Le dernier axe sur lequel est construit la série c’est les relations hommes/femmes qui se créent à mesure que le show avance, même ceux qui ne connaissent pas la série se doutent que Penny ne va pas rester sans influence sur la vie sentimentale de nos personnages. Il va vite s’installer une relation à sens unique entre Leonard et la jeune femme et puis d’autres personnages féminins entreront en jeu…

Pour cette cinquième saison, l’histoire fait que l’on s’éloigne petit à petit de ce qui faisait l’âme de la série à ses débuts, les grands gamins fan de science fiction et de jeux vidéo évoluent tous plus ou moins et cette saison (qui ne sera pas la dernière bien sûr) les rapproche de plus en plus de l’âge adulte.

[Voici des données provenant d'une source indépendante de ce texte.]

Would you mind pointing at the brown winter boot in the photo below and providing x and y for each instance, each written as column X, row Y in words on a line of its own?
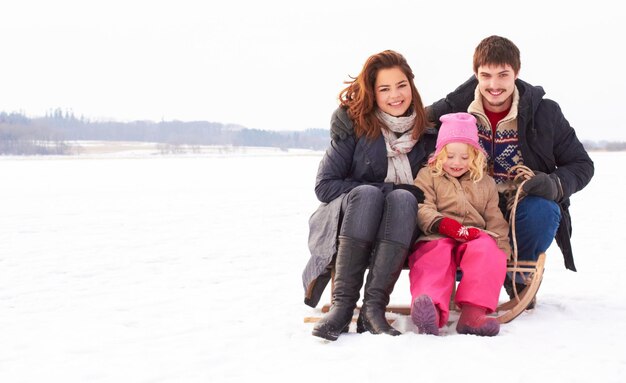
column 474, row 320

L’humour est toujours très présent, on rit toujours sur les élucubrations de Sheldon et les scénaristes réussissent très bien cette transition douce vers la fin de la série. Les références à Star-Trek sont toujours très nombreuses, Leonard Nimoy (le Spock d’origine) fait même une légère apparition pour le plus grand plaisir de Sheldon, ainsi que Stephen Hawking (le plus grand scientifique actuel). Sans jamais perdre de vue la ligne directrice qui a été fixée au début de la série, à savoir socialiser nos quatre nerds, le show réussit son coup et finit cette saison par un très très bon épisode qui, malgré la résolution de quelques histoires, laisse présager que la sixième saison sera aussi la dernière. The Big Bang Theory a beau être une sitcom classique avec ses rires enregistrés (contrairement à New Girl), on l’aime toujours autant : 4/5.